Four clones of the marine, unicellular, cyanobacteria Synechococcus spp., were examined for the spectral and biochemical features of their phycoerythrins (PE) and their photosynthetic characteristics. Two spectral types of PE which are distinct from known PEs were found. One PE type possessed absorption maxima at 500 and 545 nm and a fluorescence emission at 560 nm. Upon denaturation in acid-urea, two chromophore absorption maxima were obtained, one corresponding to phycourobilin (A_max 500 nm) and one at 558 nm, ascribed to a phycoerythrobilin-like chromophore. The ratio of phycoerythrobilin-like to phycourobilin chromophores was 4.9:1.3. This PE possessed two subunits of M_rs of 17.0 and 19.5 kD for the α and β subunits, respectively. The other PE possessed a single symmetrical absorption at 551 nm and a fluorescence emission at 570 nm. This phycobiliprotein showed a single chromophore absorption band (A_max 558 nm) and yielded two polypeptides, an α of 17.5 kD and a β subunit of 20.8 kD. Both PEs showed a (α, β)_n structure. The presence of phycoerythrobilin-like chromophores (A_max 558 nm) appears to be diagnostic of this marine cyanobacterial group. The features of these PEs combined with additional biochemical data, suggest a possible evolutionary link between the PE-containing marine Synechococcus group and the red algal chloroplast. When the Synechococcus clones were grown under low light intensity the PE-containing clones showed higher photosynthetic performance, larger photosynthetic units sizes, reaction center I to II ratios near unity, and steeper initial slopes of photosynthesis versus irradiance curves than a non-PE-containing clone. These findings demonstrate the high photosynthetic efficiency of PE-containing clones in low light environments common to middepth neritic and oceanic habitats.     

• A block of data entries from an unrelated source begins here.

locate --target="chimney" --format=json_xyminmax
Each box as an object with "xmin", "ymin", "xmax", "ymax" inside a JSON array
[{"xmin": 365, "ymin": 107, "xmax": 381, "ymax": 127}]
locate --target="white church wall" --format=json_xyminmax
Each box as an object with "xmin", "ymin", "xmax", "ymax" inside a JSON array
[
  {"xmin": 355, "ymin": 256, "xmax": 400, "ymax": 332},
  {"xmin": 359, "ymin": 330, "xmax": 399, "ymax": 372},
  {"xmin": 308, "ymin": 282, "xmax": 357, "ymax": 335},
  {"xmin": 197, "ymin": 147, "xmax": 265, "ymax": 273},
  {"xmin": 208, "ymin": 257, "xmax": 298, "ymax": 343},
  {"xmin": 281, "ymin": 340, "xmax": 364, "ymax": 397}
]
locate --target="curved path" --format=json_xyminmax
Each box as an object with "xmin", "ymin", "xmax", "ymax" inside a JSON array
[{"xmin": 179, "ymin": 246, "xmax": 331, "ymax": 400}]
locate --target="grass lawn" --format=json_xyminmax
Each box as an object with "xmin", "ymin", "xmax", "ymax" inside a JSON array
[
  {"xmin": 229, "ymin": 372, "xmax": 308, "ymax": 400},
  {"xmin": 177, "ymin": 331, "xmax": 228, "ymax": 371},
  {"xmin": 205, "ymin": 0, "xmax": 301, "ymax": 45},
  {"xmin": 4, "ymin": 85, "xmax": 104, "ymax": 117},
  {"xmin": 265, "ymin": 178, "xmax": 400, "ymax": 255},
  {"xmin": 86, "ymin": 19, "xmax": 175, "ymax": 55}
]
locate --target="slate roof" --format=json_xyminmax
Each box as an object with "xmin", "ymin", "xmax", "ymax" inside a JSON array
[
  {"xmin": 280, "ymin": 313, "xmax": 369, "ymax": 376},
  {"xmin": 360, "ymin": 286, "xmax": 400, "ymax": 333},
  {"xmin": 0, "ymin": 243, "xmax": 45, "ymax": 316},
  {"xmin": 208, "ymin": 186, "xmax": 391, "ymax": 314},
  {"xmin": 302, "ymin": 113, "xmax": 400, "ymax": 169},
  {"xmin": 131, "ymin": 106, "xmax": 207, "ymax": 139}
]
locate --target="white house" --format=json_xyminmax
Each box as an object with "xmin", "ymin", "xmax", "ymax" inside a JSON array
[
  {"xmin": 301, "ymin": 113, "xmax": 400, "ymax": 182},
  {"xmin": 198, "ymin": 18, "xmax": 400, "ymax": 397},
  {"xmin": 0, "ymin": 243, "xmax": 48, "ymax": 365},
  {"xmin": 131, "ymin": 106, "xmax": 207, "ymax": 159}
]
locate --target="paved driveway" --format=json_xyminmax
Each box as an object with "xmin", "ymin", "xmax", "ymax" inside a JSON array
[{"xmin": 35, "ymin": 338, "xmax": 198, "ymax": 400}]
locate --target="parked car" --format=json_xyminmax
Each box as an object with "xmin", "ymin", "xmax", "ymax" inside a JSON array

Insights into the Biosynthesis and Assembly of Cryptophycean Phycobiliproteins

Phycobiliproteins are employed by cyanobacteria, red algae, glaucophytes, and cryptophytes for light-harvesting and consist of apoproteins covalently associated with open-chain tetrapyrrole chromophores. Although the majority of organisms assemble the individual phycobiliproteins into larger aggregates called phycobilisomes, members of the cryptophytes use a single type of phycobiliprotein that is localized in the thylakoid lumen. The cryptophyte Guillardia theta (Gt) uses phycoerythrin PE545 utilizing the uncommon chromophore 15,16-dihydrobiliverdin (DHBV) in addition to phycoerythrobilin (PEB). Both the biosynthesis and the attachment of chromophores to the apophycobiliprotein have not yet been investigated for cryptophytes. In this study, we identified and characterized enzymes involved in PEB biosynthesis. In addition, we present the first in-depth biochemical characterization of a eukaryotic phycobiliprotein lyase (GtCPES). Plastid-encoded HO (GtHo) was shown to convert heme into biliverdin IXα providing the substrate with a putative nucleus-encoded DHBV:ferredoxin oxidoreductase (GtPEBA). A PEB:ferredoxin oxidoreductase (GtPEBB) was found to convert DHBV to PEB, which is the substrate for the phycobiliprotein lyase GtCPES. The x-ray structure of GtCPES was solved at 2.0 Å revealing a 10-stranded β-barrel with a modified lipocalin fold. GtCPES is an S-type lyase specific for binding of phycobilins with reduced C15=C16 double bonds (DHBV and PEB). Site-directed mutagenesis identified residues Glu-136 and Arg-146 involved in phycobilin binding. Based on the crystal structure, a model for the interaction of GtCPES with the apophycobiliprotein CpeB is proposed and discussed.